This is all when the contract will contain Force Majeure Clause; now let us consider the situation otherwise. What if the contract will not contain the clause of force majeure? Will the contracting parties be saved from the haphazard? The answer is not quite positive as the parties may be inclined to invoke other clauses such as limitation exclusion clauses, adverse change clause, adjustment clause etc. which may still invite more pending litigations as a chain of non-performance may be formed.

The Insurance Sector

The COVID-19 will leave a huge impact on the Insurance Industry as it will impact the financial outlook of the industry; the insurers are likely in for a tussle regarding the claims arising out of the novel pandemic.The Insurance Information Institute, in its first-quarter Global macro outlook, reported that COVID-19's impact on global growth and the insurance industry is likely deeper and wider than the current consensus and could last well into the third quarter and beyond.[xii]

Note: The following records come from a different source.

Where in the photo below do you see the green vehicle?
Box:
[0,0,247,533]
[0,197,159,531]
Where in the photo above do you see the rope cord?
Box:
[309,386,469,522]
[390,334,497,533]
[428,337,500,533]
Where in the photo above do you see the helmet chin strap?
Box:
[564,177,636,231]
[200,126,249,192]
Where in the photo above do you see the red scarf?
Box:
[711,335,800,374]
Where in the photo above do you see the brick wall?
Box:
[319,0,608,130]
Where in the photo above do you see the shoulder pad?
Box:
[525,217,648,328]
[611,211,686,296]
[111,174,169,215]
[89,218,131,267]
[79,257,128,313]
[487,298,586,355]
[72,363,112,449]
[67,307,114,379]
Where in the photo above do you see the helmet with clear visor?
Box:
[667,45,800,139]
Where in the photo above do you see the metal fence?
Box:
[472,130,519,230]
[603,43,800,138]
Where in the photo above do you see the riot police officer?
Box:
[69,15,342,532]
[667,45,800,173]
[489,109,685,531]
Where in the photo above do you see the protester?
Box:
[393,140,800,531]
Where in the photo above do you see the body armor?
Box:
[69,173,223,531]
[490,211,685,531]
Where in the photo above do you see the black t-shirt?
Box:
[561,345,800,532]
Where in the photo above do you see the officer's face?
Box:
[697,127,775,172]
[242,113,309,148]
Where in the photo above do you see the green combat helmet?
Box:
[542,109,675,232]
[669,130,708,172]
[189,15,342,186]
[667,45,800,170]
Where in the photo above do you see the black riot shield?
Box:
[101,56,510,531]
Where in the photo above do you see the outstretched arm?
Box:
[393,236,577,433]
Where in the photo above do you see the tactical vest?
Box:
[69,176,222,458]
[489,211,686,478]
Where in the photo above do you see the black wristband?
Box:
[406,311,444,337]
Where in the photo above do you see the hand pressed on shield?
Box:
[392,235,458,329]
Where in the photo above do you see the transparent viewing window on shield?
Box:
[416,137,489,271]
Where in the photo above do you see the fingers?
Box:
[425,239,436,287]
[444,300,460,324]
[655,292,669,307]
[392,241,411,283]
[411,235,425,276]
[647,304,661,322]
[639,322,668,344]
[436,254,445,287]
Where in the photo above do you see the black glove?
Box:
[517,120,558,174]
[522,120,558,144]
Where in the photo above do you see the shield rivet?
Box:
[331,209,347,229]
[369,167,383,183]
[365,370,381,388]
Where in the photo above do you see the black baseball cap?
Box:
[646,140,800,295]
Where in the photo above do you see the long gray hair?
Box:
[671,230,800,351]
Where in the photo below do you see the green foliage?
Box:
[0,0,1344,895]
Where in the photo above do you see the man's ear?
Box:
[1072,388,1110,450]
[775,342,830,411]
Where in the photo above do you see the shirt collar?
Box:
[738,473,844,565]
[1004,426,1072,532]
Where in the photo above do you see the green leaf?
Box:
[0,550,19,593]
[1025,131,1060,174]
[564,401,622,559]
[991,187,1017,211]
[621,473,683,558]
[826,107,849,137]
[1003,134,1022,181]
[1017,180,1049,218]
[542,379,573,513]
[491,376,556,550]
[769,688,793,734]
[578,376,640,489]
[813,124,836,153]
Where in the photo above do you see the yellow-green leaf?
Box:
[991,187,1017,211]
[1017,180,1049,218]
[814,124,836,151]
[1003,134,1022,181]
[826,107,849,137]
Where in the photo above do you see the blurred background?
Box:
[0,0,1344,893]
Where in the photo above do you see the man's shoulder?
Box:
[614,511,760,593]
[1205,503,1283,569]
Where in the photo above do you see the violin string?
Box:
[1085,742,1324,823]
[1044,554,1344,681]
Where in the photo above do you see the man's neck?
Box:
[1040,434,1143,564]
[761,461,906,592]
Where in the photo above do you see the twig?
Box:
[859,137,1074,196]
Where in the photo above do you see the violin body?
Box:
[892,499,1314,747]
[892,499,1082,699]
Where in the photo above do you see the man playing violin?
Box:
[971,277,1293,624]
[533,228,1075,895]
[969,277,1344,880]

The report further has stated that global GDP growth in 2020 could slow down by as much as 1 per cent, from 3.3 per cent to 2.3 per cent, making a 2021 recovery unlikely. [xiii]

The Insurance Regulatory and Development Authority of India have advised all the insurance Companies to extend the health insurance protection against the disease of COVID-19. However, this may not be acceptable to all the insurers as a health emergency is not a part of the product feature. Quite a few companies are on the brink of taking benefit of loss for-profit clause in their insurance contract which indemnifies a policyholder against the losses suffered due to shutdown of units due to unforeseen circumstances such as fire or accidents, but even this seems practically unactionable.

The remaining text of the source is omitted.